In a leader (“Message to the Bundesbank”) in this week’s Economist, the editors gently encouraged the Bundesbank president, Jens Weidmann, to be reasonable for a change, and to tolerate marginally higher inflation than the Bundesbank has thus far been inclined to do. Some relaxation of anti-inflation fervor, the Economist counseled, will be necessary if the common European currency is to survive. Given Germany’s cost advantage, equilibrium within the Eurozone requires that wages and prices in the so-called periphery (everybody but Germany and some of its closest neighbors) fall relative to those in Germany. If the policy of the Bundesbank and its client, the European Central Bank, is to ensure that German inflation is held at near zero, wages and prices in the periphery will have to fall. That is a prescription for disaster, and for a breakup of the euro, an outcome, however desirable compared to the alternative, that no one has quite figured out a practical way to achieve. The Economist, adopting a diffident, almost deferential tone, practically begged Herr Weidmann to be reasonable.

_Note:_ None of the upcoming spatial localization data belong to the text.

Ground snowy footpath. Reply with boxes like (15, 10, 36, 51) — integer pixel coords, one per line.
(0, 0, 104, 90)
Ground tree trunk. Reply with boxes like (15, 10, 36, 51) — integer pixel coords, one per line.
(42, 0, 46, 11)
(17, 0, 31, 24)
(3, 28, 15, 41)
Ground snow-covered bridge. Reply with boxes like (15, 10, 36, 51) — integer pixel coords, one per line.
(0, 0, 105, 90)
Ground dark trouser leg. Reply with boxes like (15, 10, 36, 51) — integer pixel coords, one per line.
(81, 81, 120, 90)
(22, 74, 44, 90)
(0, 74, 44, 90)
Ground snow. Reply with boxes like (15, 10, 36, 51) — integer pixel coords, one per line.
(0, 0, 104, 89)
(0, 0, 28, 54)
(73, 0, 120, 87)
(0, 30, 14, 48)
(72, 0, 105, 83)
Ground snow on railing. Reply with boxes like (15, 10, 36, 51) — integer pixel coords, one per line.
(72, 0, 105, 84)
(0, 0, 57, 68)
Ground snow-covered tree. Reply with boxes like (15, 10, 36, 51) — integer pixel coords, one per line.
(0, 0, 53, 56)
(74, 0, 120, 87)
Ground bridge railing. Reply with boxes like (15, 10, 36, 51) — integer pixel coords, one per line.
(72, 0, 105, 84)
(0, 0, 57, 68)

[T]he ECB should loosen monetary conditions by cutting interest rates and, if necessary, printing money to buy bonds—even if German prices are rising faster than 2%. Instead of fighting against such easing, the Bundesbank’s proper role is to welcome this outcome. Mr Weidmann should vote for looser policy at the ECB, and then focus on minimising the fallout from higher inflation at home. . . .

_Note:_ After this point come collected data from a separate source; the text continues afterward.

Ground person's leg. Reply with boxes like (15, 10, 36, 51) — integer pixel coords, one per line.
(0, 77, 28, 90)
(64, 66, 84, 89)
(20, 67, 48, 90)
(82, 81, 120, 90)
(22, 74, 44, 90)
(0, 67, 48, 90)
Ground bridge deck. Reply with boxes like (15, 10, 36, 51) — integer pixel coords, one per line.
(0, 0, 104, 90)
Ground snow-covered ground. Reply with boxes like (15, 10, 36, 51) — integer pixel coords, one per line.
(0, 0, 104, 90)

[Mr. Weidmann] must be firm about the Bundesbank’s commitment to price stability, but make clear that the relevant measure is price stability in the euro zone as a whole. He should put Germany’s inflation in context: higher wages, after years of stagnation, are a good thing. And he must squash alarmist talk about asset bubbles. Yes, German property prices have started to rise, but it is hardly a bubble when house prices, relative to incomes and rents, are around 20% undervalued.
The absence of bubbles is also a reason for Mr Weidmann not to deploy macroprudential tools too soon. With no obvious financial excesses, there is little need to rein in Germany’s banks, particularly since any restrictions on them would make the euro zone’s problems harder by cutting lending to the periphery faster. If the ECB’s monetary policy stays loose for years, Germany will at some point have to worry about bubbles. But that point is a long way off. Central bankers are supposed to take the punchbowl away from the party. But not before the party has even begun.

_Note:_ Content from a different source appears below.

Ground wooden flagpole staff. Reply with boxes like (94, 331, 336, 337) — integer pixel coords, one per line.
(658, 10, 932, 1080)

However, in his own op-ed piece (Monetary policy is no panacea for Europe’s ills”) in Tuesday’s Financial Times, Herr Weidmann made it quite clear that he did not get (or, more likely, did not pay any attention to) the message that the Economist sent him. (If the title of Herr Weidmann’s op-ed piece sounds a bit familiar to you have a look here. Warning: it could be really, really scary.)
To overcome the crisis, short-term measures have to be consistent with the long-term stability we all strive to achieve. Overburdening monetary policy with crisis management upsets this balancing act.
In other words, don’t look to the Bundesbank of the ECB for any relief. in best central tradition, Herr Weidmann adds cryptically (i.e., incomprehensibly)
Monetary policy in the eurozone is geared towards monetary union as a whole; a very expansionary stance for Germany therefore has to be dealt with by other, national instruments.
But Herr Weidmann’s final message is anything but cryptic.
However, this also implies that concerns about the impact of a less expansionary monetary policy on the periphery must not prevent monetary policy makers taking the necessary action once upside risks for eurozone inflation increase. Delivering on its primary goal to maintain price stability is the prerequisite for safeguarding the most precious resource a central bank can command: credibility.
In other words, don’t imagine for a second that the Bundesbank and its client, the ECB, will provide any monetary easing to ease the pain and suffering inflicted on the periphery by the overriding goal of safeguarding central bankers’ credibility.